O professor observou que a constitucionalização de direitos sociais propiciou a ocorrência da judicialização de medicamentos, por meio de demandas individuais de saúde. Nesse contexto, chamou a atenção para o desnível de condições entre as partes, em razão da dificuldade de acesso aos recursos econômicos e jurídicos por pessoas mais pobres, e ao fato de que “recorrer ao Judiciário resulta, muitas vezes, em simples compensação, sem alterar as estruturas que promovem desigualdade”.

 

Carlos Pagano recordou que o fenômeno da judicialização da saúde no Brasil surgiu a partir do movimento em prol de concessão de medicamentos para o tratamento de HIV/AIDS na década de 1990, que culminou com a edição da Lei nº 9.313/1996. Ele observou que a política foi considerada um sucesso, mas lembrou que os critérios de distribuição de recursos não foram estritamente técnicos, o que poderia ter garantido que o uso dos recursos públicos fosse feito de forma mais eficiente e democrática possível.

 

Nesse sentido, informou que houve destinação de R$ 1,3 bilhões para medicamentos de controle de HIV/AIDS e de apenas R$ 1,5 bilhões para todos os outros medicamentos. “A proteção aos direitos sociais que foi desenvolvida no Brasil, de forma deturpada – individualizada –, muitas vezes acaba tendo o efeito contrário ao objetivo desejado de redução das desigualdades sociais, destinando mais recursos àqueles que detêm maior poder aquisitivo, que já eram privilegiados em nossa sociedade”, ponderou.

 

O professor apresentou ainda dados de 2012 sobre o perfil de gastos com saúde, que demonstram que 4% do PIB atende 75% da população brasileira no setor público enquanto que 4,3% do PIB atende 25% da população brasileira no setor privado.

 

Ele destacou uma ampla pesquisa do Grupo Direito e Pobreza, realizado com a parceria do Centro de Apoio aos Juízes da Fazenda Pública e de Acidentes do Trabalho do TJSP (Cajufa) e da Procuradoria Geral do Estado de São Paulo, que abrangeu um levantamento de quase 3 mil processos, no período de 2009 a 2014, e resultou em uma representação ao Ministério Público Federal de denúncia de abuso de poder econômico por laboratório farmacêutico.

 

Entre as principais constatações da pesquisa, mencionou que 69% das demandas analisadas eram baseadas em prescrições feitas por médicos do setor privado, e 76% delas visavam medicamentos não disponíveis no SUS. Outro dado destacado foi o percentual de 76% das demandas de autoria de advogados privados.
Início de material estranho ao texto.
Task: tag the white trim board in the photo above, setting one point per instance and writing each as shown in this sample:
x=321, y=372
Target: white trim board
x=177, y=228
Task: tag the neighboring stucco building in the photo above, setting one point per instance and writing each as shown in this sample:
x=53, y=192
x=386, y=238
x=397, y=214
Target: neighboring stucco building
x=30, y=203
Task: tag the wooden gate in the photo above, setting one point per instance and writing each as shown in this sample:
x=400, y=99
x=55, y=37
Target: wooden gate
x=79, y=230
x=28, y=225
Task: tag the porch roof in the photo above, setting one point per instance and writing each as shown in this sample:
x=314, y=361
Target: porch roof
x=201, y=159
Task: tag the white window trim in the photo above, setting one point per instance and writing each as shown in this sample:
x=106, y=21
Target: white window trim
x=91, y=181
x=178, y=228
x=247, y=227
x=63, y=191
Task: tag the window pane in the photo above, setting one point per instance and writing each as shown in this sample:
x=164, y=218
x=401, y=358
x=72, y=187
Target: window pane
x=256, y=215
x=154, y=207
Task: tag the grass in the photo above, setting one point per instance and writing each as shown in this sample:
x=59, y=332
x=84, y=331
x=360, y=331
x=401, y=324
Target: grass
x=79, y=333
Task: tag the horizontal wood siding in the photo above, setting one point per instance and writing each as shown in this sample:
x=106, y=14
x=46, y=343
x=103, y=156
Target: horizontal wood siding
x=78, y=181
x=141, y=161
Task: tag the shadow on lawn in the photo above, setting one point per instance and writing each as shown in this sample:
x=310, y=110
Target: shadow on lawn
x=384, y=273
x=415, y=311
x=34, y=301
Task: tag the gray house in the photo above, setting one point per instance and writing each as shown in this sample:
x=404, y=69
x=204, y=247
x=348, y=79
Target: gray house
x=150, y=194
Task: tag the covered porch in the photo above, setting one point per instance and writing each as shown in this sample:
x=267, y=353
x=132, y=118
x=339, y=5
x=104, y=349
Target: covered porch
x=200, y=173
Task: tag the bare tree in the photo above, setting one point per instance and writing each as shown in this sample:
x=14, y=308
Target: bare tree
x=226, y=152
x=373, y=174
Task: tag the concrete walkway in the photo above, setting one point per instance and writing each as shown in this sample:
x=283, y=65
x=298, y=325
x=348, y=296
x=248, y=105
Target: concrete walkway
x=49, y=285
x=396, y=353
Em relação aos pedidos, observou que, embora o medicamento mais demandado seja a insulina, cerca de 70% dos pedidos dizem respeito a diferentes medicamentos ou a um conjunto de medicamentos.

 

Carlos Pagano apontou ainda algumas distorções encontradas, citando como exemplo a demanda judicial por um tipo de insulina de “duração longa” (20 a 24 horas) que, embora quase equivalente àquela distribuída pelo SUS (10 a 18 horas), custa 15 vezes mais. “Esse é um tipo de questão muito difícil para ser decidido pelo juiz, mas não é no caso individual que se poderá saber se o recurso público deverá ser alocado para se adquirir uma insulina que propicia maior conforto ou um produto com efeito similar, com custo muito menor”, ponderou, acrescentando que o problema não está na posição do juiz ou na jurisprudência, mas em uma questão estrutural, que deve ser debatida com o Judiciário.

 

O palestrante recordou também o caso recente de demanda pela Fosfoetanolamina sintética (“pílula do câncer”), que resultou em 13 mil processos. Embora proibida pela USP e sem aprovação da Anvisa, a substância foi autorizada pela Lei 13.269/2016, sancionada em abril deste ano, que teve seus efeitos suspensos em maio, por liminar concedida pelo plenário do STF à Associação Médica Brasileira. “Acredito que esse poderia ser nosso leading case para mudar a conscientização, não só dos advogados, mas também das pessoas que entram com esse tipo de ação no país, com relação às complexidades dessa questão.

 

Carlos Pagano citou também alguns trabalhos que estão sendo desenvolvidos pelo grupo que coordena e o projeto de ampliação e aprimoramento do bancos de dados de demandas de medicamentos construído com base na pesquisa realizada nas Varas da Fazenda Pública do TJSP.